Xena obviously broached a heterosexual dalliance or two. In fact, she seduces Iolaus in The Warrior Princess and is reunited with her nine-year-old son in Orphan of War. "She's had one child on the show," says Lawless. "She's learning that a new evil power had a hand in her child's early demise [pauses]...Just some nice, easy, little comedies, Dan, that's all I'm asking. I don't mind playing dual or even triple roles, but just don't let me give birth to anymore centaurs."

Upcoming scenarios, related to the TV series, are generally a mystery to Lawless: the actress isn't part of the scripting process--and she'd prefer to keep it that way. '"they don't tell me, Dan," she says with a lift of her eye-brows. "They just don't tell me. It's a big surprise to me--and a big surprise to them what they get back. That is how we work. To tell the truth, I don't like to hear about a script because it just makes me anxious. Things are either far better or far worse than I anticipate, so there is no point in me anticipating anything. I'm much better if I just hear about things three or four days before. That's a good time frame for me. We've learned not to discuss that stuff. It's on a'need to know' basis. Lucy doesn't have to know."

Only yesterday, Lucy Lawless was gold mining in the wilderness. Today, her celebrity is global: though HERCULES has been canceled, XENA has been renewed for another season. "The series has changed my life in every way, I guess," she said. "My daughter is the one constant in my life and now my husband. I own one pair of socks from my old life. Everything has changed. I still see my old friends but so rarely. I've had to accept my work as my social life because I spend so much time there. I always look to be happy so, when things are a little bit of a struggle, I learn to deal with it. I used to just sail through life: but now I don't sail. It's very re- warding but it's hard work. I've had to become much more responsible. I can't just take a day off work because there are people who depend on me to pay their mortgages. I've had to become more responsible in every sort of way."

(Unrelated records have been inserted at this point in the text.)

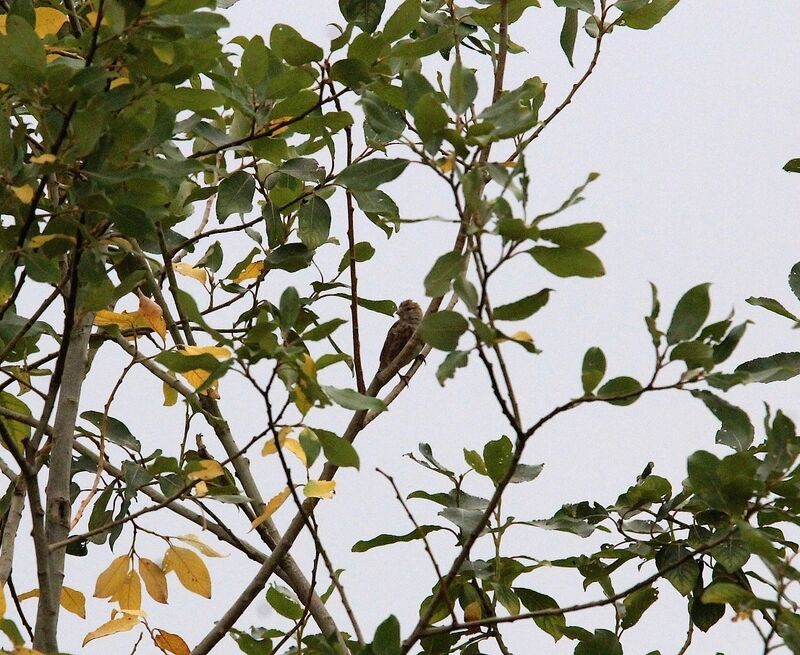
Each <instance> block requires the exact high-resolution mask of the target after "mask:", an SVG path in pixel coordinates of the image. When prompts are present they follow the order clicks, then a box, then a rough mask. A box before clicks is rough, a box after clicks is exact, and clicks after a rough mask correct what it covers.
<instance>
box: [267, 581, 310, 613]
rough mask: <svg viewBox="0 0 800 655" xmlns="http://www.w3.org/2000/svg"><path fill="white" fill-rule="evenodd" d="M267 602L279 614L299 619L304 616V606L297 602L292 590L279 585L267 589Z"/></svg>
mask: <svg viewBox="0 0 800 655" xmlns="http://www.w3.org/2000/svg"><path fill="white" fill-rule="evenodd" d="M267 602H268V603H269V604H270V605H271V606H272V609H274V610H275V611H276V612H277V613H278V614H280V615H281V616H284V617H286V618H287V619H291V620H292V621H297V620H298V619H300V618H301V617H302V616H303V607H302V606H301V605H300V603H298V602H297V599H296V598H295V597H294V594H292V592H291V591H289V590H288V589H286V588H284V587H281V586H279V585H271V586H270V588H269V589H267Z"/></svg>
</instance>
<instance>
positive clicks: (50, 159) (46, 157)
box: [31, 153, 56, 164]
mask: <svg viewBox="0 0 800 655" xmlns="http://www.w3.org/2000/svg"><path fill="white" fill-rule="evenodd" d="M55 162H56V156H55V155H51V154H50V153H45V154H44V155H35V156H33V157H31V164H54V163H55Z"/></svg>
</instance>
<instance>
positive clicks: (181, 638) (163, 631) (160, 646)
mask: <svg viewBox="0 0 800 655" xmlns="http://www.w3.org/2000/svg"><path fill="white" fill-rule="evenodd" d="M153 641H155V643H156V646H158V647H159V648H162V649H163V650H166V651H168V652H170V653H174V654H175V655H191V651H190V650H189V646H188V645H187V644H186V642H185V641H184V640H183V639H182V638H181V637H180V636H179V635H176V634H173V633H172V632H167V631H166V630H162V629H160V628H159V629H158V630H156V631H155V638H154V640H153Z"/></svg>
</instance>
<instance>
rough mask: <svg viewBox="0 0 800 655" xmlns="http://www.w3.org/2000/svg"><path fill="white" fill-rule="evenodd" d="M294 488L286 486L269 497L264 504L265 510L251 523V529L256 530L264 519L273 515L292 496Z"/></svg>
mask: <svg viewBox="0 0 800 655" xmlns="http://www.w3.org/2000/svg"><path fill="white" fill-rule="evenodd" d="M291 493H292V490H291V489H289V487H284V488H283V490H282V491H281V492H280V493H277V494H275V495H274V496H273V497H272V498H270V499H269V502H268V503H267V504H266V505H265V506H264V511H263V512H261V514H259V515H258V516H257V517H256V518H255V520H254V521H253V522H252V523H251V524H250V529H251V530H254V529H255V528H257V527H258V526H259V525H261V524H262V523H263V522H264V521H266V520H267V519H268V518H269V517H270V516H272V515H273V514H274V513H275V512H277V511H278V509H280V506H281V505H283V503H284V502H285V501H286V499H287V498H288V497H289V496H290V494H291Z"/></svg>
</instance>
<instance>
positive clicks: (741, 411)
mask: <svg viewBox="0 0 800 655" xmlns="http://www.w3.org/2000/svg"><path fill="white" fill-rule="evenodd" d="M692 395H693V396H694V397H695V398H698V399H700V400H702V401H703V404H704V405H705V406H706V407H708V409H709V410H710V411H711V413H712V414H713V415H714V416H716V417H717V419H719V421H720V422H721V423H722V426H721V427H720V428H719V430H718V431H717V436H716V442H717V443H721V444H723V445H725V446H728V447H730V448H733V449H734V450H740V451H741V450H747V449H748V448H749V447H750V444H752V443H753V437H754V436H755V429H754V428H753V424H752V423H751V422H750V417H749V416H748V415H747V412H745V411H744V410H743V409H741V408H739V407H736V406H735V405H731V404H730V403H729V402H728V401H726V400H723V399H722V398H720V397H718V396H715V395H714V394H713V393H711V392H710V391H699V390H693V391H692Z"/></svg>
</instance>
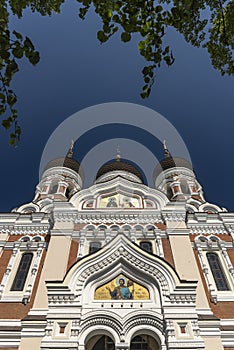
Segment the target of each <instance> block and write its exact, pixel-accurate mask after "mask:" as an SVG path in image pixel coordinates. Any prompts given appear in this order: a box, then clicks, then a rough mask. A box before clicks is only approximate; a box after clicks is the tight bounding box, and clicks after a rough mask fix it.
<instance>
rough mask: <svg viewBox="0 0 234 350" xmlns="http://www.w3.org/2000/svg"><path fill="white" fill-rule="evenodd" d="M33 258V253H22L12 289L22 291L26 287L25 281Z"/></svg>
mask: <svg viewBox="0 0 234 350" xmlns="http://www.w3.org/2000/svg"><path fill="white" fill-rule="evenodd" d="M32 258H33V254H32V253H25V254H23V255H22V257H21V260H20V263H19V267H18V270H17V272H16V275H15V279H14V281H13V284H12V287H11V290H12V291H21V290H23V289H24V285H25V281H26V278H27V275H28V271H29V268H30V265H31V262H32Z"/></svg>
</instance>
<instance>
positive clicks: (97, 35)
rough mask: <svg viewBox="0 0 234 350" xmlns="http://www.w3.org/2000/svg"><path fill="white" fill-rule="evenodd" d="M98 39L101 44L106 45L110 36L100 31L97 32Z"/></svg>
mask: <svg viewBox="0 0 234 350" xmlns="http://www.w3.org/2000/svg"><path fill="white" fill-rule="evenodd" d="M97 38H98V40H99V41H100V42H101V43H104V42H105V41H107V40H108V36H107V35H106V34H105V33H104V32H103V31H102V30H99V31H98V32H97Z"/></svg>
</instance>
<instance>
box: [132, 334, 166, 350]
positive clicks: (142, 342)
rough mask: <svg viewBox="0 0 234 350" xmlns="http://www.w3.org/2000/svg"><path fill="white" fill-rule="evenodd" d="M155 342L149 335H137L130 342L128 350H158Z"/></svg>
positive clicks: (151, 337) (158, 347)
mask: <svg viewBox="0 0 234 350" xmlns="http://www.w3.org/2000/svg"><path fill="white" fill-rule="evenodd" d="M159 349H160V347H159V345H158V343H157V341H156V340H155V339H154V338H153V337H151V336H150V335H144V334H141V335H137V336H135V337H134V338H133V339H132V341H131V346H130V350H159Z"/></svg>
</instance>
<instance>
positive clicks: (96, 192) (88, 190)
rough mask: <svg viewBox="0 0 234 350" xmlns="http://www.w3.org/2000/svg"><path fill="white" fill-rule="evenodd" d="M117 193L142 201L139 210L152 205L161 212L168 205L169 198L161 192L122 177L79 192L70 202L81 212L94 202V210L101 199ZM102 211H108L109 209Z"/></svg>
mask: <svg viewBox="0 0 234 350" xmlns="http://www.w3.org/2000/svg"><path fill="white" fill-rule="evenodd" d="M115 193H120V194H123V195H126V196H128V197H131V196H133V197H134V196H135V197H136V198H139V199H141V200H140V202H141V203H140V202H139V203H140V205H139V208H142V207H143V206H146V208H147V205H146V203H151V204H150V207H152V208H154V209H157V210H160V209H162V208H164V207H165V205H166V204H167V203H168V198H167V197H166V195H165V194H163V193H162V192H161V191H159V190H156V189H152V188H149V187H146V186H145V185H142V184H133V183H132V182H130V181H128V180H126V179H124V178H122V177H117V178H114V179H112V180H110V181H108V182H103V183H98V184H96V185H94V186H91V187H89V188H88V189H84V190H82V191H80V192H77V193H75V194H74V195H73V196H72V197H71V198H70V202H71V203H72V204H73V205H74V206H75V207H76V208H78V209H79V210H84V209H86V208H87V205H85V203H90V201H92V200H93V201H94V202H96V204H93V205H92V206H91V207H90V209H92V208H95V207H96V206H97V205H98V203H99V199H100V198H102V197H103V196H104V197H106V196H108V195H110V196H111V195H113V194H115ZM98 198H99V199H98ZM102 209H104V210H107V209H109V208H107V209H106V208H102ZM129 209H131V208H129Z"/></svg>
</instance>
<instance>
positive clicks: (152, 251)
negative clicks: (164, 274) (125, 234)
mask: <svg viewBox="0 0 234 350" xmlns="http://www.w3.org/2000/svg"><path fill="white" fill-rule="evenodd" d="M140 247H141V249H143V250H145V251H146V252H148V253H153V248H152V243H151V242H147V241H144V242H140Z"/></svg>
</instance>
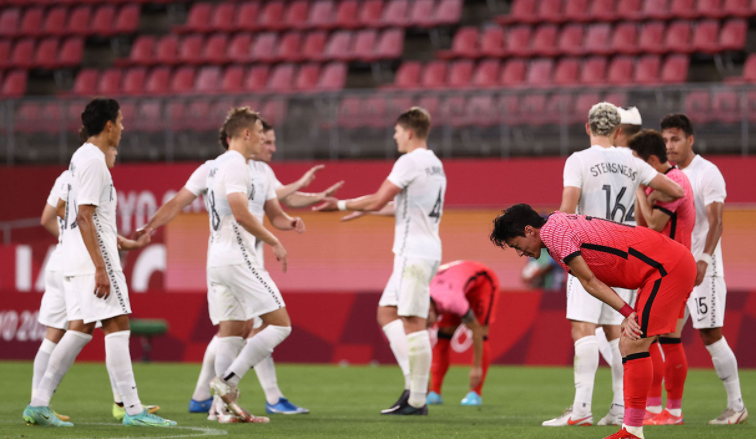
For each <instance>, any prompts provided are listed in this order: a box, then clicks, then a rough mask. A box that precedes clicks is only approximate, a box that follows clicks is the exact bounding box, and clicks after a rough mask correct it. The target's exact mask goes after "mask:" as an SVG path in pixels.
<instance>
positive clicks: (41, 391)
mask: <svg viewBox="0 0 756 439" xmlns="http://www.w3.org/2000/svg"><path fill="white" fill-rule="evenodd" d="M90 340H92V336H91V335H89V334H84V333H83V332H77V331H66V333H65V334H64V335H63V338H61V339H60V341H59V342H58V346H56V347H55V349H54V350H53V352H52V354H51V355H50V359H49V360H48V362H47V370H46V371H45V375H44V376H43V377H42V380H41V381H40V382H39V387H37V394H36V395H34V397H33V398H32V401H31V405H32V407H47V406H49V405H50V399H51V398H52V394H53V393H54V392H55V389H57V388H58V385H59V384H60V382H61V380H63V377H64V376H65V375H66V372H68V369H70V368H71V365H72V364H73V362H74V360H76V356H77V355H79V352H81V350H82V349H83V348H84V346H86V344H87V343H89V341H90Z"/></svg>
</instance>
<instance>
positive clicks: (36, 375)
mask: <svg viewBox="0 0 756 439" xmlns="http://www.w3.org/2000/svg"><path fill="white" fill-rule="evenodd" d="M55 346H57V343H53V342H52V341H50V340H48V339H44V340H42V344H40V345H39V349H38V350H37V355H36V356H35V357H34V375H32V399H34V394H36V393H37V388H38V387H39V383H40V382H41V381H42V378H43V377H44V376H45V371H46V370H47V364H48V362H49V361H50V355H51V354H52V351H53V349H55Z"/></svg>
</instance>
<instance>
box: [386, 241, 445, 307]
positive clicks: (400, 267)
mask: <svg viewBox="0 0 756 439" xmlns="http://www.w3.org/2000/svg"><path fill="white" fill-rule="evenodd" d="M439 264H440V261H434V260H431V259H420V258H407V257H403V256H394V271H393V273H391V277H390V278H389V281H388V284H387V285H386V289H385V290H383V295H381V300H380V301H379V302H378V305H379V306H395V307H397V313H398V314H399V315H400V316H402V317H409V316H413V317H422V318H424V319H427V318H428V309H429V308H430V283H431V280H433V276H435V275H436V271H438V266H439Z"/></svg>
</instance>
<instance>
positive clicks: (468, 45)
mask: <svg viewBox="0 0 756 439" xmlns="http://www.w3.org/2000/svg"><path fill="white" fill-rule="evenodd" d="M478 37H479V33H478V28H477V27H475V26H467V27H462V28H460V29H459V30H457V33H455V34H454V39H453V40H452V47H451V49H450V50H442V51H440V52H438V57H439V58H441V59H453V58H467V57H470V58H472V57H475V56H476V55H477V53H478Z"/></svg>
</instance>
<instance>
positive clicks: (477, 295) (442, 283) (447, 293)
mask: <svg viewBox="0 0 756 439" xmlns="http://www.w3.org/2000/svg"><path fill="white" fill-rule="evenodd" d="M498 289H499V279H498V278H497V277H496V274H494V272H493V270H491V269H490V268H488V267H487V266H485V265H483V264H481V263H479V262H473V261H456V262H451V263H449V264H445V265H442V266H441V267H439V269H438V273H437V274H436V276H435V277H434V278H433V280H432V281H431V285H430V296H431V299H433V303H435V304H436V312H438V314H447V313H449V314H454V315H457V316H460V317H461V316H464V315H465V314H467V312H468V311H469V310H470V308H471V307H472V308H473V311H474V312H475V313H476V314H478V311H479V310H478V309H476V308H479V307H478V306H477V305H478V303H479V302H485V304H486V306H485V307H484V308H486V310H487V309H489V308H490V305H491V304H492V303H493V297H492V296H493V295H495V294H496V292H497V291H498ZM480 311H483V312H482V313H483V314H487V312H485V311H484V310H482V309H481V310H480ZM479 317H480V316H479Z"/></svg>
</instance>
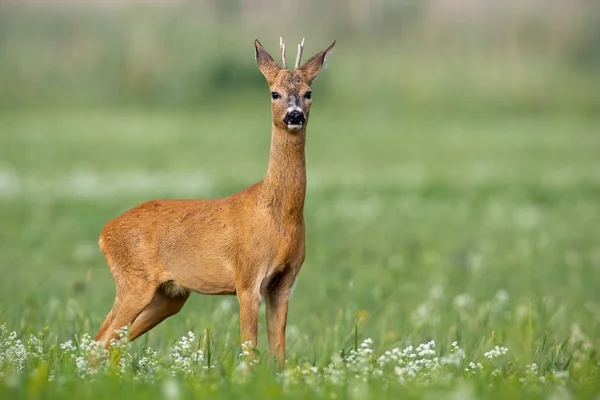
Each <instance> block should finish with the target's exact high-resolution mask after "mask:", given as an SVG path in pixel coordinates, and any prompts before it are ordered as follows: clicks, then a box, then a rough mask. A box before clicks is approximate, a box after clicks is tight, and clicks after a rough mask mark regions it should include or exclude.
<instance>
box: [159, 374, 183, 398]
mask: <svg viewBox="0 0 600 400" xmlns="http://www.w3.org/2000/svg"><path fill="white" fill-rule="evenodd" d="M162 393H163V396H164V398H165V399H166V400H178V399H179V398H180V397H181V393H180V390H179V384H178V383H177V381H176V380H174V379H167V380H166V381H164V382H163V384H162Z"/></svg>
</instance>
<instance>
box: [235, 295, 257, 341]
mask: <svg viewBox="0 0 600 400" xmlns="http://www.w3.org/2000/svg"><path fill="white" fill-rule="evenodd" d="M238 301H239V302H240V335H241V339H242V343H246V342H250V343H251V345H252V347H256V345H257V343H258V342H257V336H258V308H259V306H260V297H259V295H258V293H254V291H250V290H248V291H240V292H238Z"/></svg>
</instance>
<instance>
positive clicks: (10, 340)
mask: <svg viewBox="0 0 600 400" xmlns="http://www.w3.org/2000/svg"><path fill="white" fill-rule="evenodd" d="M7 333H8V329H7V327H6V325H5V324H2V325H0V339H1V341H0V376H2V375H3V372H2V371H4V370H8V369H14V370H16V371H21V370H22V369H23V367H24V366H25V363H26V362H27V349H26V348H25V345H24V344H23V343H22V342H21V339H18V338H17V332H11V333H10V334H8V335H7Z"/></svg>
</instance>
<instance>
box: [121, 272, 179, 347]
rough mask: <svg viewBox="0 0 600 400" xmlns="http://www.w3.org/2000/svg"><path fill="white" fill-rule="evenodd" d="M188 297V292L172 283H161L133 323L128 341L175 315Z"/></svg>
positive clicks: (134, 337)
mask: <svg viewBox="0 0 600 400" xmlns="http://www.w3.org/2000/svg"><path fill="white" fill-rule="evenodd" d="M189 297H190V292H189V291H187V290H185V289H183V288H181V287H178V286H175V284H174V283H172V281H168V282H165V283H163V284H162V285H161V286H159V288H158V289H157V290H156V292H155V293H154V297H152V301H151V302H150V304H149V305H148V306H147V307H146V308H144V310H143V311H142V313H141V314H140V315H138V316H137V317H136V318H135V320H134V321H133V324H132V325H131V330H130V334H129V340H135V339H136V338H137V337H139V336H141V335H143V334H144V333H146V332H148V331H149V330H150V329H152V328H154V327H155V326H156V325H158V324H160V323H161V322H162V321H164V320H165V319H167V318H169V317H170V316H172V315H175V314H177V313H178V312H179V311H180V310H181V308H182V307H183V305H184V304H185V302H186V301H187V299H188V298H189Z"/></svg>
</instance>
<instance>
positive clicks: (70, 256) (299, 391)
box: [0, 91, 600, 400]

Adhering to the demands of the role is a challenge for the 31-year-old actress, who slaps-on Xena's signature steel and leather for 32 weeks per year 'That's why I don't need to get too far ahead," explains Lawless. "I'm always fighting to keep on top of it, health-wise and work-wise. I've got to be physically on top of it. And I've got to be happy. I'm the morale officer. I'm in so much of the show that everybody is looking at me all the time: if behave badly, it effects everybody so I'm very cognizant of my responsibilities toward everybody. They're working the same hours I am and they're not getting paid the same money. They come to work with joy, so why shouldn't I? It's always about trying to be a better person."

So what's on Lawless' agenda once Xena permanently retires? "More kids," she says quickly. "Professionally, I don't want to just tell silly stories. I don't know what it is that I'm going to do, but I want to do something that makes a difference. I want to be part of something that either makes people laugh or makes people think and feel. I don't want to do anything in between. I would pick my projects carefully."